The hybrid data scientist who sees herself and her work as reflecting all four data science roles is the only data scientist who has adequate proficiency to do work in (proficiency scores of 60 or higher) in Managing Unstructured Data (66), Optimization (66), Graphical Models (64) and Bayesian Statistics (62).
Also, data scientists who were self-described as Researchers/Developers and Researchers/Creatives/Developers reported greater proficiency in Machine Learning (62.35 and 59.33) and Algorithms and Simulations (60.0 and 60.0) compared to their individual counterparts (average was 49.0 and 50; 48.1 and 47.3).
Data professionals self-identify as many different types of data scientists, some with single roles, others with multiple roles. Proficiency in data science skills seems to improve when data scientists have multiple roles. For machine learning and algorithms and simulations, the ideal data scientist is one who considers herself both a Researcher and Developer. Data scientists with the highest levels of proficiency were those who describe themselves as those whose work falls into the four different data science roles.

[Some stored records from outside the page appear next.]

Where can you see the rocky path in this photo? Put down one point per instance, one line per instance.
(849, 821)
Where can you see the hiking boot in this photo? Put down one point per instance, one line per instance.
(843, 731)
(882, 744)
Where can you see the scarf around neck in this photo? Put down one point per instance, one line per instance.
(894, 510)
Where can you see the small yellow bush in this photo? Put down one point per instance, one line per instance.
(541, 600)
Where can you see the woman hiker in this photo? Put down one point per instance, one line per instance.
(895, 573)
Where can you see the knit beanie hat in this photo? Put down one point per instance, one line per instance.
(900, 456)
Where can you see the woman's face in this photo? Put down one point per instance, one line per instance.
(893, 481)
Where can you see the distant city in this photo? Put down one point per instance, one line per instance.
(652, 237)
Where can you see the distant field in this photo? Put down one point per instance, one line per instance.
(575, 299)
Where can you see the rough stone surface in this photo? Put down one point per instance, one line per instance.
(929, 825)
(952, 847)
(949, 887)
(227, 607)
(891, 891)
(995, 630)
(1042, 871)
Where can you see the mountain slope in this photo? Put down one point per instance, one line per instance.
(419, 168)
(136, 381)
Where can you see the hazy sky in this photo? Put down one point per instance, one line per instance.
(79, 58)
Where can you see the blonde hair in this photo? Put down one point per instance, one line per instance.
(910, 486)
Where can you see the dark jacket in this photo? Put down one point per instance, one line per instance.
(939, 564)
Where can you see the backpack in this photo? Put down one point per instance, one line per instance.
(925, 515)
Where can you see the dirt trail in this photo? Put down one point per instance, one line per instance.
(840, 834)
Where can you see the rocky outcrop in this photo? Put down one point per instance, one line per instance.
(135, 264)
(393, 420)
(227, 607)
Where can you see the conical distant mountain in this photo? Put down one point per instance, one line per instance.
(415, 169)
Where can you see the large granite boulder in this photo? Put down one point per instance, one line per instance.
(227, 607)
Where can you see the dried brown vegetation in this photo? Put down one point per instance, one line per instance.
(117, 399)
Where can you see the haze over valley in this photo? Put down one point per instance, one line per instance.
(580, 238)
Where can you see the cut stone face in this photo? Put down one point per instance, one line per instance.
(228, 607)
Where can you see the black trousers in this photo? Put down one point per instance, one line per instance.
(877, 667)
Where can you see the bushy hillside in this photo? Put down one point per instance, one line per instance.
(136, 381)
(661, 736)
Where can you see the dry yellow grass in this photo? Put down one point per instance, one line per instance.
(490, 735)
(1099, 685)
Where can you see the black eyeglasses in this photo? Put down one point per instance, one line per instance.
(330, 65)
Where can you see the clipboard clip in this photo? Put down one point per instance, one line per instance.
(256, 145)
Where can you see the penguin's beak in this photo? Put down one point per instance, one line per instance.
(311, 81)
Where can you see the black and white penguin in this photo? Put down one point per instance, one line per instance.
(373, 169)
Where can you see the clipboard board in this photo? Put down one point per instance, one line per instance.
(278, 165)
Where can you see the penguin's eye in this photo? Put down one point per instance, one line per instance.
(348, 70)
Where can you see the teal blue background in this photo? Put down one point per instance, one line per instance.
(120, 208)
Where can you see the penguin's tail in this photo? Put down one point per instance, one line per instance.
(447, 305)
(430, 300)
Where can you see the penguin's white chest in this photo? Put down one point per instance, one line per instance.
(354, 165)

The study results suggest that organizations, when building their data science capabilities, need to either identify or train hybrid data scientists. Hybrid data scientists, with their deep knowledge of diverse data science skills, could be better suited for upper-level data science roles (e.g., Chief Data Officers, Chief Analytics Officers) in which their expertise would allow them to better manage a diverse team of data scientists. These hybrid data scientists better understand how all the data science components (e.g., business, technology, statistics) can work together to solve a particular business need. Classifying data scientists into the various roles would be a useful step in helping organizations manage their data scientists to optimize their analytics efforts.